As Fed Up documents, the overconsumption of sugar is having devastating effects on the health of Americans, who are obese and diabetic at ever-increasing rates. Kids are hit especially hard. This generation of children is the first that is not expected to live as long as the previous one. But is all sugar the same? Is sugar from fruit different than processed sugar?

The short answer is: Yes and no. Sugar can occur in the form of sucrose, glucose, and fructose.

  • Sucrose is the same as table sugar; it’s a 50-50 mix of glucose and fructose. (High-fructose corn syrup, on the other hand, contains 45 percent glucose and 55 percent fructose.)

  • Glucose is the body’s preferred energy source; that’s why blood sugar is also referred to as “blood glucose.”

  • Fructose is the main type of sugar in fruits and vegetables; it’s nearly twice as sweet as sucrose.

Your body breaks down all carbohydrates, including sugar, into glucose. What really matters isn’t what type of sugar you eat, it’s how much you eat and the package it comes in.* The sugar in an apple will not have the same effect on you as the sugar in a doughnut.
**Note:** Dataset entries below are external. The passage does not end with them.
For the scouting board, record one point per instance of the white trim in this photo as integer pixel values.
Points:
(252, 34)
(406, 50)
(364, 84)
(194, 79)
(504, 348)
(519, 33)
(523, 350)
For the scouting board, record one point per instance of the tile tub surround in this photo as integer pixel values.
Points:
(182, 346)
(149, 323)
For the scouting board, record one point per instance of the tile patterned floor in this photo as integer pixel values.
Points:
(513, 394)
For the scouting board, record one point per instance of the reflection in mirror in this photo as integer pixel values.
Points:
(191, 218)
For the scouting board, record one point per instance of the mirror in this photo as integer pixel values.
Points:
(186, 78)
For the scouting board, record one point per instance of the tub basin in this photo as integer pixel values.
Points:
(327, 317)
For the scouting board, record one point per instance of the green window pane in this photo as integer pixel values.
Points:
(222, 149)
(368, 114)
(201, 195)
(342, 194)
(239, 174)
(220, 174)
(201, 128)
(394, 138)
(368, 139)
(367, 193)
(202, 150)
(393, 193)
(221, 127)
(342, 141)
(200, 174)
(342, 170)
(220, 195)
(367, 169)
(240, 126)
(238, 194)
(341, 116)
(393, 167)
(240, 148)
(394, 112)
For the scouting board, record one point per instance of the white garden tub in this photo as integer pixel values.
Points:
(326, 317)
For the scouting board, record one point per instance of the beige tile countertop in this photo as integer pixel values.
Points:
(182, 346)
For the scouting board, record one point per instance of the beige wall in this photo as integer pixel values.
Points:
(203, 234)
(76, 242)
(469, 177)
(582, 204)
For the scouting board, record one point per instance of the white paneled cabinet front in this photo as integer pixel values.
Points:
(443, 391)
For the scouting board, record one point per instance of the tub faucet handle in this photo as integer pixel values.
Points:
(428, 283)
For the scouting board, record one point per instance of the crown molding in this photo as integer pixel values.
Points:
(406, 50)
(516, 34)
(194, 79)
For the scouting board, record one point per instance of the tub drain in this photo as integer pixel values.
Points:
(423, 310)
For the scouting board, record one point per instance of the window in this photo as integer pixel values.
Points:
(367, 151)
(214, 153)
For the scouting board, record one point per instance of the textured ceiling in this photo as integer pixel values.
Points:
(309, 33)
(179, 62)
What’s the difference? The apple also has fiber, which slows down the absorption of sugar in the gut, so it gives you a nice, level energy release. In addition, it’s packed with health-promoting vitamins, minerals, and phyto-nutrients. The doughnut, on the other hand, is completely bereft of fiber, so the sugar it contains is released rapidly, causing a surge in blood sugar and insulin and setting the stage for pre-diabetes. To make matters worse, the doughnut also contains white flour, which is quickly turned into glucose, adding to the sugar load. (Not to mention the doughnut is also dripping in trans fats from being deep-fried, but that’s a whole other post.)

So how can you tell which sugars are healthy to eat as a regular part of a balanced diet and which you should save for an occasional splurge? The glycemic index!

The glycemic index is a measure of the rate at which blood sugar rises after consuming a particular food. The scale starts at 1 and goes up to 100; the higher the number, the more quickly it causes blood sugar to rise. Foods with a glycemic index (GI) of 70 or more are considered high-GI. These include white bread, white rice, many breakfast cereals, pretzels, bagels, and of course, sugary foods and beverages like candy, cakes, cookies, and soda. Low-GI foods have a GI value of 55 or less. These include meat, poultry, fish, beans, seeds, most whole grains, most vegetables, and many fruits. Medium-GI foods range between 55 and 70 on the glycemic index.

Because Juice Plus+ delivers the whole food nutrition of fresh produce — with almost no sugar or starch (which the body turns into sugar) — it will not appreciably increase blood sugar levels. As a result, it’s not only safe for diabetics, it’s a healthy choice for anyone wanting to get more fruit and vegetable nutrition into their diet.

Are you worried about how much sugar is in your diet? What strategies do you use to reduce the amount of sugar you and your family consume?

* Note from author: Yes, there is some convincing evidence that high-fructose corn syrup is particularly noxious, but the truth is, you want to minimize all types of sugar in your diet…table sugar, high-fructose corn syrup, maple syrup, agave syrup, molasses, coconut palm sugar — all of it!